Initially this might appear a minor facelift of the Toyota Aygo X, with a slightly restyled front end, some new colours and trim and a largely untouched interior.
Far from it. Under the skin Toyota has quite literally crammed in the changes: this is basically a new machine shoehorned into the body of an existing one.
Before explaining what has changed on the city car, the consequences of those changes can be encapsulated in one statistic: 86mpg. That was the remarkable indicated fuel economy – achieved without any hypermiling efforts – that our Aygo X test car achieved after an extended test loop covering city streets, country roads and even some motorway, exceeding the already impressive 74.3mpg official figure.
So it's massively efficient, and a full instrumented road test at MIRA will in a few weeks' time shed further light on the true extent of the Aygo X's parsimony.
That efficiency – and the car’s low 87g/km CO2 emissions – is partly down to Toyota's decision to swap the Aygo X’s 1.0-litre three-pot petrol engine for the 1.5-litre hybrid system deployed in the larger Toyota Yaris. And that makes the Aygo X unique: it’s the only full hybrid in the city car class.
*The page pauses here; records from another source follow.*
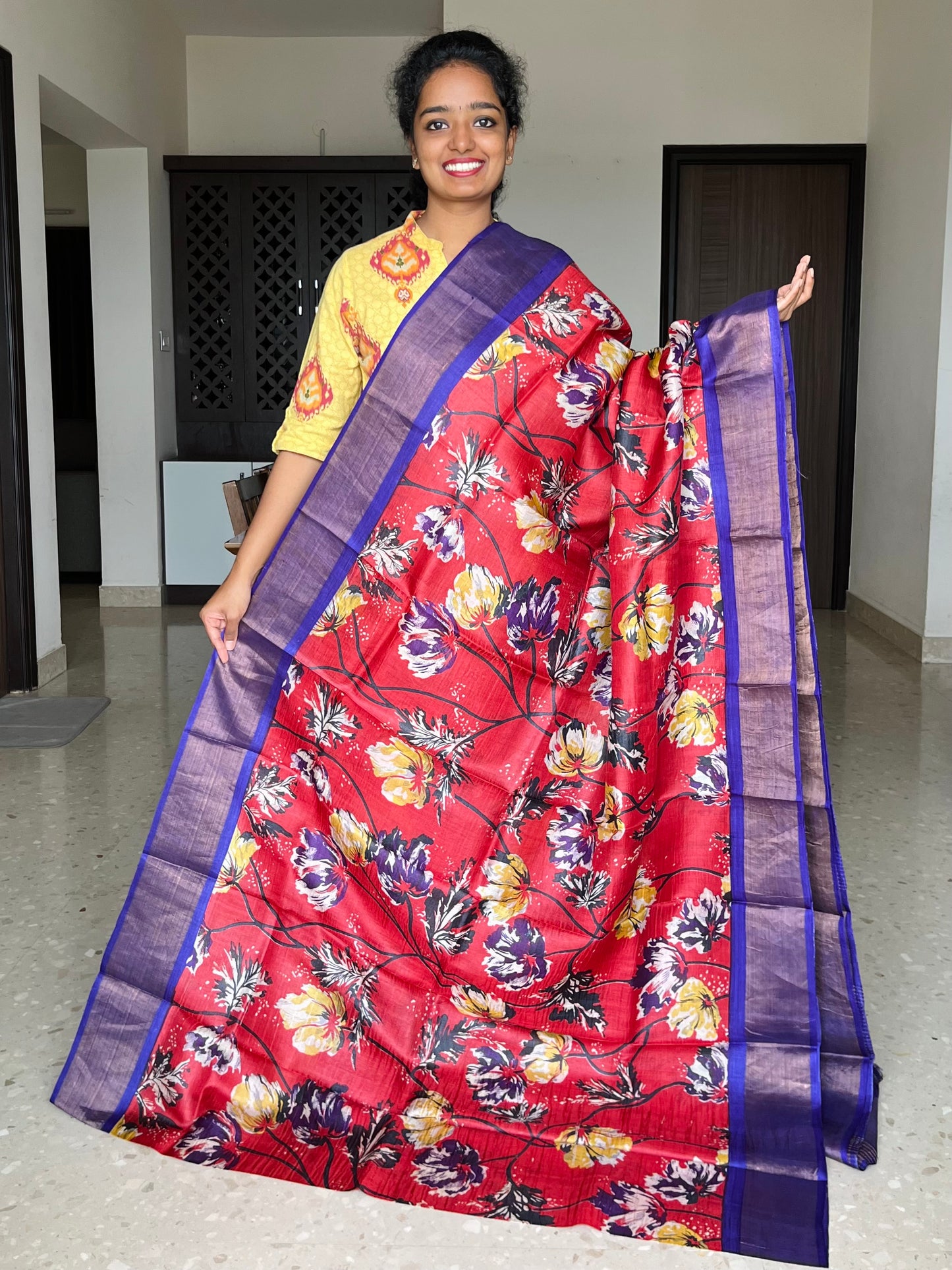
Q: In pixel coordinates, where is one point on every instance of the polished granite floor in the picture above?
(71, 828)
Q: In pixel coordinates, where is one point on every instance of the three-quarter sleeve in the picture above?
(329, 382)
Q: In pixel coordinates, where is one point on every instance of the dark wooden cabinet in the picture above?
(253, 242)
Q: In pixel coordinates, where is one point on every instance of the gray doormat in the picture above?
(32, 723)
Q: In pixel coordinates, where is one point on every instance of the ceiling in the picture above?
(306, 17)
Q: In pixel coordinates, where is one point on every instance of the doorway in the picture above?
(737, 220)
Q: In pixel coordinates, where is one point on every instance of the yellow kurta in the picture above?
(368, 293)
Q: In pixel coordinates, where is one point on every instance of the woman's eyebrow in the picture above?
(474, 105)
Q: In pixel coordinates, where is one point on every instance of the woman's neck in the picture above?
(455, 224)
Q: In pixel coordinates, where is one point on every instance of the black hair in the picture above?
(474, 49)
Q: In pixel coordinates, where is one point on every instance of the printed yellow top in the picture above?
(368, 291)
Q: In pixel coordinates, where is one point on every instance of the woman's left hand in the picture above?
(796, 293)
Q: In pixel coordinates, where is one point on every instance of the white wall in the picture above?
(126, 65)
(904, 262)
(272, 97)
(612, 83)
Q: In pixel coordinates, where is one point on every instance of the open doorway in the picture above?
(69, 282)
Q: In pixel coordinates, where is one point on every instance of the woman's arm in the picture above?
(283, 490)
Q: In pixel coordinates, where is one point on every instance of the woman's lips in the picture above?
(464, 167)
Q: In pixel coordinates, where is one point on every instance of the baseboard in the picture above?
(130, 597)
(931, 649)
(51, 664)
(183, 593)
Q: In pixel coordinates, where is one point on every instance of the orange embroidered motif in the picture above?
(403, 262)
(367, 349)
(312, 393)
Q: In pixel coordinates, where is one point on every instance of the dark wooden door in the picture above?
(741, 227)
(276, 314)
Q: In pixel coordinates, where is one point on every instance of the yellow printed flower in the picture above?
(646, 621)
(480, 1005)
(575, 749)
(406, 771)
(237, 861)
(675, 1232)
(608, 821)
(598, 619)
(428, 1119)
(634, 917)
(546, 1058)
(535, 515)
(499, 353)
(613, 357)
(694, 1012)
(350, 836)
(693, 720)
(583, 1148)
(347, 601)
(505, 893)
(476, 598)
(316, 1018)
(123, 1130)
(257, 1104)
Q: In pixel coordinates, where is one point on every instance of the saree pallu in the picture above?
(497, 870)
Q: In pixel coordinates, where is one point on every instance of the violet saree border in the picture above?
(776, 1192)
(849, 1078)
(467, 306)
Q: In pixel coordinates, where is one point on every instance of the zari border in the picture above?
(776, 1190)
(483, 290)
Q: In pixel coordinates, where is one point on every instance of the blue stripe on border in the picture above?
(847, 942)
(737, 1011)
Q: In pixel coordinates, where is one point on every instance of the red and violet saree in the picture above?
(498, 871)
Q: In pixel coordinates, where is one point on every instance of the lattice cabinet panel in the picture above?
(276, 289)
(208, 297)
(342, 215)
(393, 200)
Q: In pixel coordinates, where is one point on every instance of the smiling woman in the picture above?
(497, 869)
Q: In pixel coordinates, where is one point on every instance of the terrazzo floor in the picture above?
(71, 828)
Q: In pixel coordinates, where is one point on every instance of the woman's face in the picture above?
(460, 135)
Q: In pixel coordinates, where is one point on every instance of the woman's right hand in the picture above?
(224, 612)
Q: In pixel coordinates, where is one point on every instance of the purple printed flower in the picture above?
(630, 1211)
(322, 874)
(663, 972)
(701, 922)
(495, 1076)
(212, 1141)
(687, 1183)
(532, 614)
(516, 954)
(709, 784)
(318, 1114)
(401, 867)
(697, 634)
(696, 497)
(450, 1169)
(430, 638)
(603, 310)
(571, 837)
(708, 1075)
(442, 531)
(213, 1049)
(583, 390)
(311, 771)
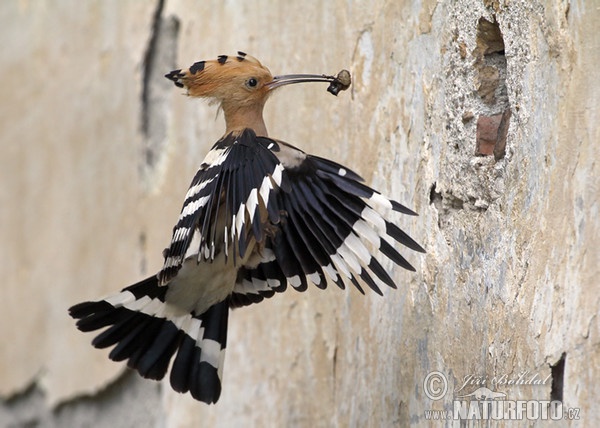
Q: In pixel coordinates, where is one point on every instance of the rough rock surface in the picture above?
(98, 150)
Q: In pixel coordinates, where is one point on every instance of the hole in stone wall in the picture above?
(558, 375)
(490, 63)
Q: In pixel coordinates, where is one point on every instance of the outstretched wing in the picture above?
(331, 220)
(227, 203)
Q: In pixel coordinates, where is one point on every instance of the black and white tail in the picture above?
(147, 332)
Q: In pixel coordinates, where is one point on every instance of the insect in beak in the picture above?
(338, 83)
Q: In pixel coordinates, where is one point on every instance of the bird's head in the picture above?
(241, 85)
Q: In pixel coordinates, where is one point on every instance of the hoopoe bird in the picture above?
(260, 215)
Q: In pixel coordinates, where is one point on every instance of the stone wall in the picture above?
(479, 114)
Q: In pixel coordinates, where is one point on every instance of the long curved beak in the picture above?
(336, 83)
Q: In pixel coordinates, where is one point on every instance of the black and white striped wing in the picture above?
(227, 203)
(331, 220)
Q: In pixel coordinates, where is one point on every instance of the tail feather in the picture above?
(144, 332)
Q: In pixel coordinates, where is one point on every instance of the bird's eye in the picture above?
(252, 82)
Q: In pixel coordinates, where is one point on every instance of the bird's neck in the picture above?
(239, 118)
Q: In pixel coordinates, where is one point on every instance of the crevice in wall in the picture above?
(160, 57)
(558, 377)
(491, 71)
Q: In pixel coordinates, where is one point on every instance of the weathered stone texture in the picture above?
(97, 153)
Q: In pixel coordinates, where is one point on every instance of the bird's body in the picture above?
(259, 215)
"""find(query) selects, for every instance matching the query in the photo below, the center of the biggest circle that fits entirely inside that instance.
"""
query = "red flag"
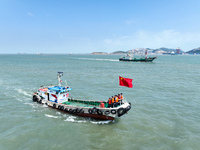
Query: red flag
(125, 82)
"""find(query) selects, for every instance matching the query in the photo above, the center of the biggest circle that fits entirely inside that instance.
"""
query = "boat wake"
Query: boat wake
(99, 59)
(20, 91)
(76, 119)
(51, 116)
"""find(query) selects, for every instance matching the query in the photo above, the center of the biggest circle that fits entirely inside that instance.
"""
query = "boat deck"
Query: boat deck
(78, 104)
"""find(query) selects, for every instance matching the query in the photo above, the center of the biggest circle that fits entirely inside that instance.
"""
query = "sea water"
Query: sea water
(165, 100)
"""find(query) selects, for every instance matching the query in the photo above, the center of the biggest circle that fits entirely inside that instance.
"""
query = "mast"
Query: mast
(146, 54)
(59, 80)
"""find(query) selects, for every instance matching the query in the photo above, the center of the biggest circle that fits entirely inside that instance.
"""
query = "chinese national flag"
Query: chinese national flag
(125, 82)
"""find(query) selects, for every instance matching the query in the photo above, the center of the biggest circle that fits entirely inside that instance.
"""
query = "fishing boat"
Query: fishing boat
(57, 97)
(129, 57)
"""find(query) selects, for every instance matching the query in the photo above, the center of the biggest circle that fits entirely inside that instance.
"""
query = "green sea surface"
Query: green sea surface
(165, 100)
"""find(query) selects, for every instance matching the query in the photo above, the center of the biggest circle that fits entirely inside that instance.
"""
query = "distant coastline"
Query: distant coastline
(161, 51)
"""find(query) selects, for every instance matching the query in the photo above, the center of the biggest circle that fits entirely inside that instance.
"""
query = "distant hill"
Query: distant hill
(196, 50)
(151, 51)
(99, 53)
(164, 49)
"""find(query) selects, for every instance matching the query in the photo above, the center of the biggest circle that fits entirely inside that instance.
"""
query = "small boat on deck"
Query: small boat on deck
(57, 97)
(129, 57)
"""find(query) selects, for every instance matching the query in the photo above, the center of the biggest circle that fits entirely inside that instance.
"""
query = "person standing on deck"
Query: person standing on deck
(116, 101)
(112, 101)
(109, 103)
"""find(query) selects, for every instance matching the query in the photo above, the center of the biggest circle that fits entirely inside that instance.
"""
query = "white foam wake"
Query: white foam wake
(51, 116)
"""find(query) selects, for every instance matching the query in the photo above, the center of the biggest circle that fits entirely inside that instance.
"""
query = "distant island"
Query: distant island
(158, 51)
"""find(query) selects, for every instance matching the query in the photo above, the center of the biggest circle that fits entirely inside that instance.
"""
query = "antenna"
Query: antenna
(59, 80)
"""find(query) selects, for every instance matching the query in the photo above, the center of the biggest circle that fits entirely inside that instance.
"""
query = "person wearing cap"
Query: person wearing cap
(112, 101)
(116, 101)
(109, 103)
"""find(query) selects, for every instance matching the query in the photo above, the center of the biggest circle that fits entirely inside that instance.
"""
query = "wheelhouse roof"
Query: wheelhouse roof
(59, 88)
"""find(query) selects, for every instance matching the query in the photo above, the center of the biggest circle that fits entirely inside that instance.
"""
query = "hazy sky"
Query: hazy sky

This move is intended to make the model an alternative to the growing rank of small electric cars, not to mention helping Toyota’s fleet emission targets.
Given small petrol cars have felt like an endangered species in recent years, with safety and emissions regulations pushing up costs and eroding profit margins, while consumer demand shifts towards bigger SUVs, it’s an interesting proposition.